Approach for Aim 3

Integration with Human Health Surveillance

Strain Tracking and Viral Methods Comparison

We have already shown the efficacy of RNA sequencing for viral tracking and strain identification (9a) and even as a potential replacement for LAMP and PCR based assays, but continued methodological comparisons can help guide future efforts. While both LAMP and PCR have lower unit costs than RNA sequencing, they are taxa-specific assays that must be developed specifically for an organism of interest. By contrast, metatranscriptomics could detect essentially any RNA-based organism with important implications for surveillance, early response, and strain mapping (e.g. Nextstrain).

In this study, we will evaluate how RNA sequencing may supplement or replace PCR and LAMP as RNA virus detection and quantification technologies.
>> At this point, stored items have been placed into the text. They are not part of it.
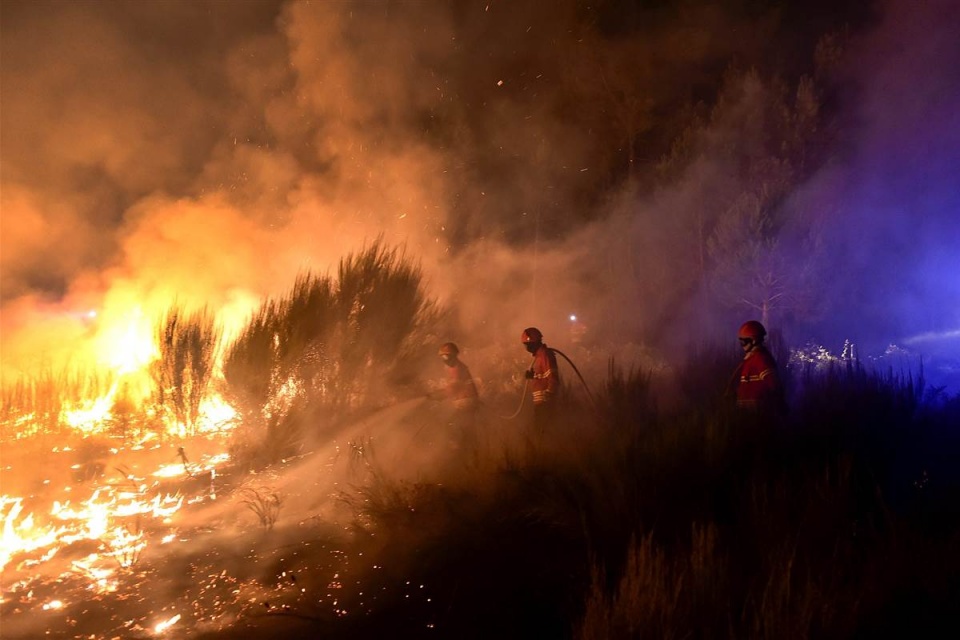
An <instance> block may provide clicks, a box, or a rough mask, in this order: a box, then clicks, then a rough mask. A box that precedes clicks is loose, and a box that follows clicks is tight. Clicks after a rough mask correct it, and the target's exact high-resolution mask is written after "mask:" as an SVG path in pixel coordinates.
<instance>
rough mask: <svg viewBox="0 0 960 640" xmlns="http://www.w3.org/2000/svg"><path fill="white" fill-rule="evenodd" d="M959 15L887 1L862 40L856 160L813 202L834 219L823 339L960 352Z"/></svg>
mask: <svg viewBox="0 0 960 640" xmlns="http://www.w3.org/2000/svg"><path fill="white" fill-rule="evenodd" d="M958 9H960V8H958V7H957V6H956V4H955V3H950V2H929V3H922V4H920V5H913V4H910V3H904V2H887V3H885V4H884V12H883V22H882V24H881V25H880V26H879V27H878V28H877V29H876V30H874V31H872V32H869V33H866V34H864V35H862V36H860V37H858V38H856V39H855V40H854V41H853V43H852V46H851V52H850V55H849V57H848V59H847V61H846V64H845V66H844V69H843V73H844V74H845V76H846V83H845V86H846V87H848V89H850V90H849V91H848V92H847V94H846V95H845V96H844V97H843V99H844V101H845V103H846V104H845V109H846V111H845V113H846V117H845V125H846V126H847V127H848V128H849V133H848V134H847V139H848V152H847V153H846V154H845V155H844V156H842V157H839V158H837V160H836V161H835V162H833V163H831V164H830V166H829V167H828V169H827V170H826V171H824V172H823V173H822V174H821V175H820V176H818V177H817V179H816V180H814V181H813V182H812V183H811V184H810V185H809V186H808V189H807V191H806V193H805V194H804V195H805V197H808V198H810V199H811V201H812V202H813V203H814V204H813V205H812V206H818V207H823V208H829V209H831V210H832V212H833V217H832V219H830V220H828V221H827V223H826V231H827V233H826V234H825V240H826V244H827V250H826V252H825V255H827V256H828V260H829V262H828V265H827V266H828V268H829V271H830V272H831V273H832V276H831V277H828V278H825V279H824V280H823V287H824V289H825V290H826V291H827V292H828V293H829V298H828V302H829V305H828V309H829V310H828V311H827V313H826V314H825V315H826V317H825V319H824V321H823V322H822V323H820V325H819V326H816V327H814V328H813V330H819V331H822V332H823V333H825V334H827V335H830V336H832V337H833V338H834V339H836V338H837V337H844V336H845V337H849V338H851V339H853V340H858V339H859V340H861V341H863V342H864V343H866V344H872V345H874V346H875V347H882V346H884V345H885V344H889V343H890V342H906V343H909V342H911V341H913V339H914V338H915V337H916V336H919V335H922V334H927V335H928V337H929V334H931V333H932V334H935V335H940V336H941V337H942V341H941V342H940V344H938V345H936V352H952V353H954V354H956V353H960V345H958V344H957V342H956V337H955V336H956V330H957V328H958V327H960V305H958V304H957V301H958V300H960V279H958V278H957V276H956V274H957V273H960V250H958V248H957V247H958V243H957V240H958V239H960V218H958V217H957V215H956V211H957V208H958V206H960V189H958V187H957V181H956V179H955V177H954V174H955V168H956V167H957V166H958V162H960V116H958V113H960V72H958V70H957V69H956V66H955V65H952V64H950V63H949V61H950V60H953V59H956V57H957V56H958V55H960V43H958V42H957V39H956V38H954V37H953V36H952V35H951V33H953V32H955V31H956V29H957V28H958V27H960V10H958ZM951 335H952V336H953V338H952V340H951ZM884 341H886V342H884ZM927 355H929V353H928V354H927Z"/></svg>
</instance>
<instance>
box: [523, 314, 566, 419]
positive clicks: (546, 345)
mask: <svg viewBox="0 0 960 640" xmlns="http://www.w3.org/2000/svg"><path fill="white" fill-rule="evenodd" d="M520 342H521V343H522V344H523V346H524V348H526V350H527V351H528V352H529V353H530V354H531V355H532V356H533V363H532V364H531V365H530V368H529V369H528V370H527V372H526V378H527V379H528V380H530V381H531V385H530V386H531V392H532V397H533V426H534V428H535V429H536V430H537V431H538V432H539V433H543V431H544V430H545V429H546V428H547V426H548V425H549V423H550V422H551V420H552V418H553V415H552V414H553V405H554V398H555V396H556V392H557V388H558V386H559V384H560V374H559V369H558V368H557V356H556V355H555V354H554V353H553V350H552V349H550V348H549V347H548V346H547V345H546V344H544V342H543V334H542V333H540V330H539V329H537V328H536V327H529V328H527V329H524V330H523V333H522V334H520Z"/></svg>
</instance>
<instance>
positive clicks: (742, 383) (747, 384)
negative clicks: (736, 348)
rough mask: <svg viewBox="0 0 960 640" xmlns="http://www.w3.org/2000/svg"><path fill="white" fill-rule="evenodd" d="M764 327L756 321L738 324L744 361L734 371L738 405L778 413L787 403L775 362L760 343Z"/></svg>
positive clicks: (763, 344) (762, 342) (764, 347)
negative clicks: (786, 402)
mask: <svg viewBox="0 0 960 640" xmlns="http://www.w3.org/2000/svg"><path fill="white" fill-rule="evenodd" d="M766 336H767V330H766V329H765V328H764V326H763V325H762V324H760V323H759V322H757V321H756V320H748V321H747V322H744V323H743V324H742V325H740V330H739V331H738V332H737V337H738V339H739V340H740V348H741V349H743V360H742V361H741V362H740V366H739V367H738V373H737V376H736V377H737V406H738V407H740V408H742V409H747V410H751V411H756V412H759V413H763V414H767V415H780V414H782V413H783V412H784V411H785V408H786V403H785V400H784V394H783V385H782V383H781V381H780V373H779V370H778V368H777V361H776V360H775V359H774V357H773V355H772V354H771V353H770V351H769V349H767V347H766V345H764V344H763V341H764V338H766Z"/></svg>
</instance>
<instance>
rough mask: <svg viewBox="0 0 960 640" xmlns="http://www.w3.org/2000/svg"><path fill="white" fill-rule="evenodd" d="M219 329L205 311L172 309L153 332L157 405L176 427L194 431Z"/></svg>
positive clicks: (197, 417)
mask: <svg viewBox="0 0 960 640" xmlns="http://www.w3.org/2000/svg"><path fill="white" fill-rule="evenodd" d="M219 341H220V328H219V327H218V326H217V324H216V322H215V320H214V318H213V315H212V314H210V313H209V312H208V311H207V309H206V308H203V309H201V310H200V311H196V312H193V313H187V312H186V311H185V310H184V309H183V308H182V307H179V306H177V305H174V306H172V307H171V308H170V310H169V311H168V312H167V314H166V316H164V318H163V319H162V320H161V322H160V325H159V328H158V330H157V345H158V347H159V350H160V357H159V358H158V359H157V360H156V361H155V362H154V363H153V365H152V370H151V373H152V376H153V381H154V385H155V390H156V394H157V397H156V400H157V405H158V406H159V407H160V408H161V409H162V410H164V411H172V412H173V415H174V418H175V419H176V421H177V423H178V424H179V425H182V426H183V428H185V429H186V430H187V431H188V432H190V433H192V432H194V431H195V430H196V424H197V419H198V418H199V415H200V401H201V400H203V398H204V395H205V394H206V393H207V391H208V390H209V388H210V381H211V378H212V375H213V367H214V362H215V357H216V351H217V347H218V344H219Z"/></svg>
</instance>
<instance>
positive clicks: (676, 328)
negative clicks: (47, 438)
mask: <svg viewBox="0 0 960 640" xmlns="http://www.w3.org/2000/svg"><path fill="white" fill-rule="evenodd" d="M707 4H709V6H704V5H707ZM0 11H2V14H0V30H2V32H0V47H2V50H0V67H2V68H0V71H2V77H0V119H2V120H0V187H2V188H0V206H2V236H0V241H2V252H0V267H2V279H0V301H2V348H3V363H2V364H3V369H4V373H5V374H6V373H21V372H24V371H27V370H28V367H29V366H30V365H35V364H37V363H38V362H41V361H43V362H56V361H57V360H58V358H62V357H64V354H74V355H75V354H77V353H80V352H82V351H83V350H84V349H91V350H94V351H95V350H96V346H95V345H96V338H97V332H98V327H99V326H100V324H101V323H103V324H106V323H109V322H120V321H121V320H122V319H123V318H125V317H128V316H130V315H131V314H133V313H138V314H148V315H149V314H152V313H156V312H157V310H160V309H163V308H164V307H165V306H166V305H168V304H170V302H171V301H172V300H173V299H174V298H176V299H178V300H180V301H185V302H190V303H196V304H209V305H211V306H212V307H214V308H216V309H218V310H219V311H221V312H222V314H223V317H224V319H225V321H228V320H230V319H231V318H232V319H234V321H235V322H236V321H238V320H236V319H237V318H242V317H244V316H245V314H247V313H249V312H250V310H251V309H252V308H254V306H255V305H256V304H258V303H259V301H260V300H261V299H263V297H264V296H268V295H275V294H278V293H282V292H285V291H286V290H287V289H288V288H289V287H290V285H291V284H292V282H293V279H294V277H295V276H296V274H297V273H300V272H302V271H303V270H306V269H312V270H316V271H318V272H327V271H328V270H330V269H331V268H335V265H336V261H337V260H339V259H340V258H341V257H342V256H343V255H344V254H346V253H348V252H350V251H354V250H357V249H358V248H360V247H362V246H363V245H364V243H368V242H370V241H372V240H374V239H375V238H377V237H382V238H383V239H384V240H385V241H386V242H388V243H390V244H397V245H401V244H402V245H403V246H405V247H406V251H407V254H408V255H409V256H412V257H414V258H415V259H417V260H419V261H420V263H421V264H422V265H423V268H424V271H425V273H426V275H427V278H428V286H429V288H430V291H431V293H432V294H433V295H436V296H437V297H438V298H439V299H440V301H441V302H443V303H444V304H446V305H449V306H450V307H451V308H452V309H454V312H455V313H454V317H455V318H456V321H457V325H458V327H459V333H458V336H457V337H458V339H460V340H461V341H463V342H465V343H466V344H467V345H468V346H469V345H470V344H471V343H472V344H475V345H478V344H481V343H485V342H495V341H504V342H507V343H510V344H513V343H514V342H516V339H517V335H519V329H521V328H522V327H524V326H528V325H531V324H536V325H538V326H541V327H542V328H543V329H544V333H545V334H546V335H547V337H548V341H549V338H550V337H551V336H553V335H557V336H558V341H557V342H558V343H559V344H557V346H562V340H560V339H559V336H560V335H562V334H561V331H563V328H564V322H566V321H567V318H568V317H569V314H571V313H577V314H578V315H579V316H580V317H581V318H582V321H583V322H584V323H585V324H586V326H587V327H588V329H589V332H588V336H591V339H593V340H595V341H596V342H598V343H604V344H606V343H622V342H626V341H630V342H641V343H647V344H651V345H655V346H659V347H663V348H674V347H678V346H682V345H683V344H686V343H689V342H692V341H696V340H702V339H704V338H716V339H728V338H729V336H731V335H733V332H734V331H735V328H736V326H738V325H739V322H740V321H742V320H743V319H746V318H748V317H760V315H761V313H762V306H763V304H762V303H763V301H767V303H768V304H767V307H768V308H767V314H766V316H765V317H766V319H767V320H768V323H769V324H770V325H771V327H772V328H775V329H777V330H779V331H782V332H783V334H784V335H785V336H786V337H787V338H788V340H789V341H790V342H791V343H793V344H803V343H804V342H806V341H807V340H812V341H815V342H818V343H821V344H825V345H827V346H828V347H829V348H830V349H832V350H839V348H840V345H842V343H843V341H844V340H847V339H849V340H852V341H854V342H856V343H857V344H858V345H862V351H861V353H862V354H866V353H880V352H882V351H883V350H884V348H885V347H886V345H888V344H896V345H899V346H900V347H902V348H904V349H907V350H908V351H909V352H910V353H915V354H923V355H925V356H927V355H930V354H936V355H937V356H938V357H943V356H946V355H947V354H951V353H952V354H957V353H960V187H958V180H957V175H958V173H960V171H958V168H960V115H958V114H960V64H957V62H958V61H960V38H958V37H957V34H958V33H960V3H958V2H955V1H952V0H930V1H919V2H918V1H914V0H889V1H885V2H874V3H870V2H786V1H780V2H773V1H769V2H766V1H761V0H753V1H751V0H722V1H721V2H716V3H701V2H676V1H668V0H660V1H647V2H643V1H640V0H636V1H633V2H629V1H627V0H609V1H606V2H604V1H602V0H601V1H600V2H590V3H587V2H575V1H573V0H557V1H555V2H535V1H532V0H527V1H511V2H507V1H505V0H486V1H481V2H474V1H472V0H464V1H462V2H441V1H438V2H425V1H424V2H420V1H414V0H408V1H401V0H394V1H382V2H375V1H372V0H371V1H357V2H346V1H343V2H340V1H334V0H331V1H327V2H323V1H320V2H318V1H314V2H307V1H304V2H294V1H286V2H280V1H276V0H270V1H259V0H246V1H241V2H228V1H226V0H222V1H216V0H199V1H197V0H190V1H186V0H184V1H179V0H163V1H161V0H141V1H137V2H134V1H127V2H123V1H99V2H93V1H87V0H70V1H57V2H47V1H37V0H24V1H19V0H2V2H0ZM91 310H95V311H96V312H97V314H98V315H97V319H96V320H92V319H91V316H90V315H89V312H90V311H91Z"/></svg>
RNA sequencing has the ability to evaluate RNA viruses in the genome context of the rest of the sample (co-incidence of other microbes) and give a broader view of the microbiology. Additionally, RNA sequencing allows us to reconstruct the strain of environmental SARS-CoV-2 samples, which can indicate possible city-of-origin for strains, which is not currently possible with PCR or LAMP. Detecting strains will help to model and respond to the dynamics of future outbreaks and can be integrated with clinical data from the patients (e.g. recent travel history). Additionally, we will compare any detected environmental strains to the strains observed in local cases. This will allow us to determine if environmental strains are lagging or leading indicators of the type of strain responsible for infection in a given area.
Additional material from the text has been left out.